BACKGROUND: Although several studies have documented the existence of psychopathology in the morbidly obese, there is disagreement as to its extent and nature. The disagreement has been difficult to resolve because earlier studies have tended to use small, regional samples, and diverse, unstandardized approaches to measuring psychopathology.
METHODS: To add clarity, the present study utilized an unusually large, national sample, all subjects of which were administered a standardized, comprehensive test of psychopathology (the MMPI-2), an intensive interview concerning psychosocial history, and a medical examination. Subjects' scores on the MMPI-2 were compared to available norms. The psychosocial interview yielded information about families of both origin and reference. Information about comorbidities, medications, and body mass index (BMI) were available from the medical examinations. Multiple regression analyses were performed to determine the variables that best predicted psychopathology and BMI.

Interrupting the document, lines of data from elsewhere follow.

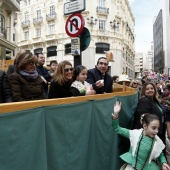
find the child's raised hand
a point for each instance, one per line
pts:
(165, 166)
(116, 109)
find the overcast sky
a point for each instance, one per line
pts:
(144, 12)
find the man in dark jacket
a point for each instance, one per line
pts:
(5, 92)
(43, 71)
(99, 78)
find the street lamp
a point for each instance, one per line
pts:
(114, 24)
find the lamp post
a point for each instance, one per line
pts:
(114, 24)
(91, 21)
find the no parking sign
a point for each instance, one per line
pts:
(74, 25)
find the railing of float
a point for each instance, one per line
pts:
(64, 134)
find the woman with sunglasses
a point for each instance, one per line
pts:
(62, 80)
(25, 83)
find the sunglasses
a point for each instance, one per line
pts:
(68, 69)
(101, 63)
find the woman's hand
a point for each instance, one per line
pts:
(165, 166)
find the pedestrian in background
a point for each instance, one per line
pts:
(62, 80)
(99, 78)
(26, 84)
(5, 92)
(80, 87)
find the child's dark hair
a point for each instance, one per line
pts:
(77, 71)
(53, 61)
(147, 118)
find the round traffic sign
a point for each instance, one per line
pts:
(74, 25)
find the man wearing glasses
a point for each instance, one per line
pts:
(99, 78)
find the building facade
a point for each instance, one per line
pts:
(8, 9)
(159, 57)
(41, 28)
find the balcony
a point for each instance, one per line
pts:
(3, 32)
(25, 23)
(51, 17)
(25, 42)
(37, 20)
(102, 10)
(15, 4)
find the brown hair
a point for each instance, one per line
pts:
(24, 58)
(144, 89)
(59, 75)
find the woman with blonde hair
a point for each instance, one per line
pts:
(25, 83)
(62, 80)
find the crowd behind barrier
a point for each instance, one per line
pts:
(29, 80)
(68, 133)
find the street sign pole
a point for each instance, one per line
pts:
(78, 58)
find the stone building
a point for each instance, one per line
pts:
(41, 28)
(8, 9)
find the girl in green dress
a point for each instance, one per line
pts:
(146, 147)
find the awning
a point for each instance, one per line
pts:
(8, 51)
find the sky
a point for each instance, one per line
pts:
(144, 12)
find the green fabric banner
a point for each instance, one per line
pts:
(76, 136)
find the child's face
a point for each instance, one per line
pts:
(53, 66)
(152, 129)
(82, 76)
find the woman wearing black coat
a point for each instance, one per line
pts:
(5, 92)
(148, 104)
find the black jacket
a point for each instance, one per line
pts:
(94, 75)
(5, 92)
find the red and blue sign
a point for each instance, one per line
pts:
(74, 25)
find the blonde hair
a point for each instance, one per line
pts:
(59, 74)
(24, 58)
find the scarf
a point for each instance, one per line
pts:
(29, 74)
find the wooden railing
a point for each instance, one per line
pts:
(5, 63)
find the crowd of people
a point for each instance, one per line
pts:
(28, 79)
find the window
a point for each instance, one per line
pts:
(101, 25)
(68, 48)
(38, 32)
(52, 51)
(26, 17)
(51, 29)
(102, 3)
(26, 35)
(38, 13)
(1, 22)
(52, 10)
(101, 47)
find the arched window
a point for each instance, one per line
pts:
(101, 47)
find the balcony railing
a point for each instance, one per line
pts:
(37, 20)
(102, 10)
(3, 32)
(51, 17)
(25, 23)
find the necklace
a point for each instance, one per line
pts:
(138, 153)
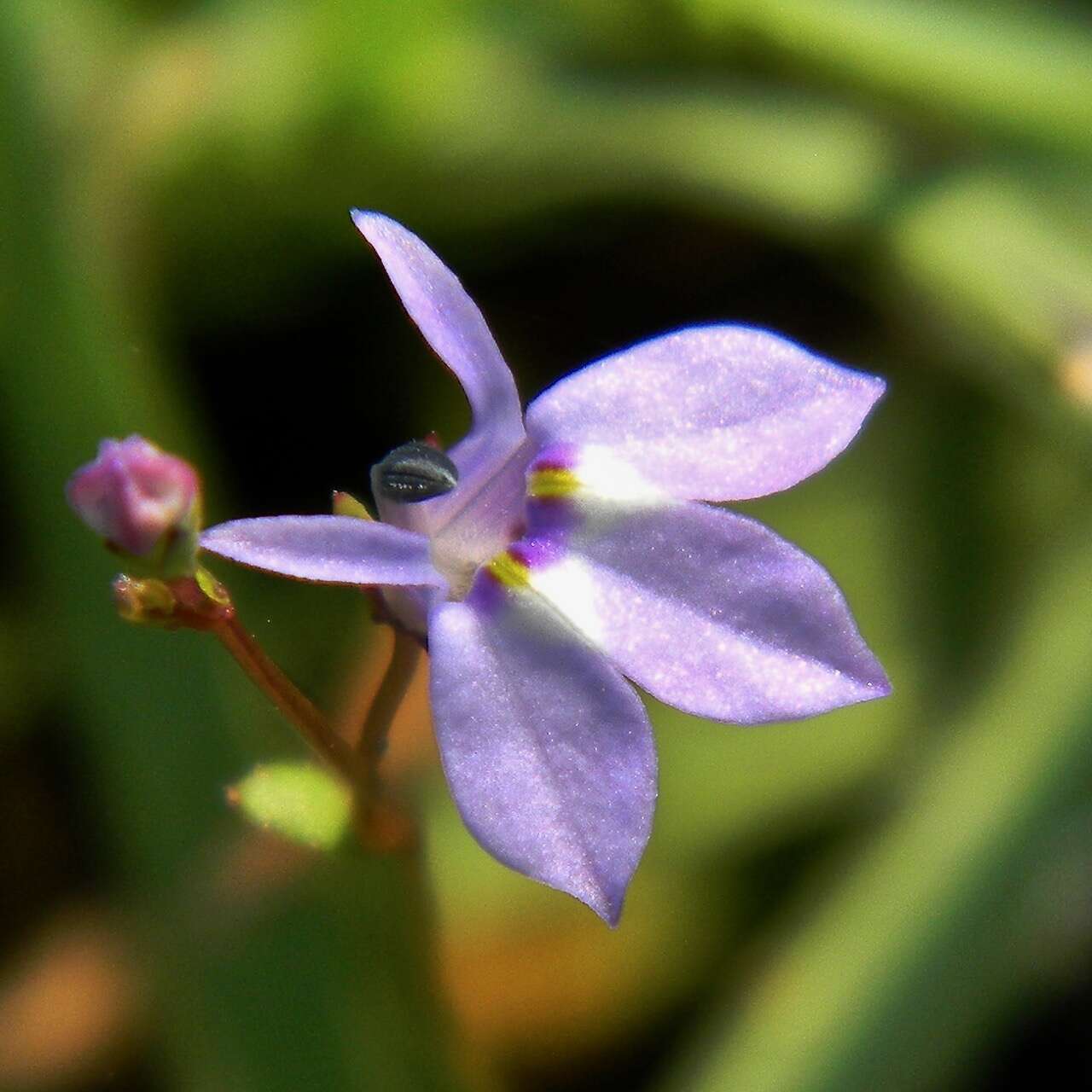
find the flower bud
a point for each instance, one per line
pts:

RESULTS: The percentage of subjects whose MMPI-2 scores exceeded and approached psychopathological levels was in excess of normative expectations. The 1,3,2 pattern of scale scores on this test expresses depressive disorder, with anxiety and somatization features. Regression analyses showed that abuse of the subject and of substances in the family of origin positively predicted, while education and number of children negatively predicted both psychopathology and BMI.
CONCLUSIONS: Dysfunctionality in the family of origin may lead to obesity through such regressive coping styles as stress eating, but this can be offset by personal development and nurturance responsibilities.